Why is R (in my example) very slow for handling dates / times?
I have a list of 40 frames with about 250K lines and I want to add a new variable to each datafile. This new variable is period
calculated from another variable that contains Date objects, the conversion is very simple, if the year part of the date is less than the 2015 period, it is set to "new" yet "old".

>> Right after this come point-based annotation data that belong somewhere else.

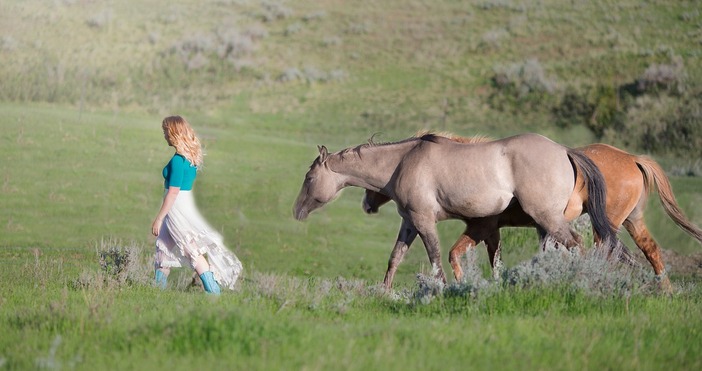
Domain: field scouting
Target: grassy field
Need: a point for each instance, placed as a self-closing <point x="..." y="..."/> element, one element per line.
<point x="85" y="85"/>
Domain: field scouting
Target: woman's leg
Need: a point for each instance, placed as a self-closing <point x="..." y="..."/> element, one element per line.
<point x="202" y="267"/>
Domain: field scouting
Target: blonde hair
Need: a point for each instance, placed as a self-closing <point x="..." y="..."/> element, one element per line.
<point x="182" y="136"/>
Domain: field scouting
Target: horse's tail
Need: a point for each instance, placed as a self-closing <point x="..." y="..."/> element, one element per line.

I thought the computation would be very fast using vectorization, but it will take about 41 seconds! (Use a for loop or lapply, which give the same performance).
Reproducible example:
datas.d <- function(nDf, nRow) {
lapply(seq_len(nDf), function(x) {
data.frame(
id1 = sample(7e8:9e8, nRow),
id2 = sample(1e9, nRow),
id3 = sample(1e9, nRow),
date = sample(seq(as.Date("2012-01-01"), Sys.Date(), by = 1), nRow, rep = TRUE),
code1 = sample(10, nRow, rep = TRUE),
code2 = sample(10, nRow, rep = TRUE),
code3 = sample(10, nRow, rep = TRUE)
)
})
}
datasDate <- datas.d(40, 25e4)
forLoopDate <- function(datas) {
for (i in seq_along(datas)) {
datas[[i]]$period <- rep("old", nrow(datas[[i]]))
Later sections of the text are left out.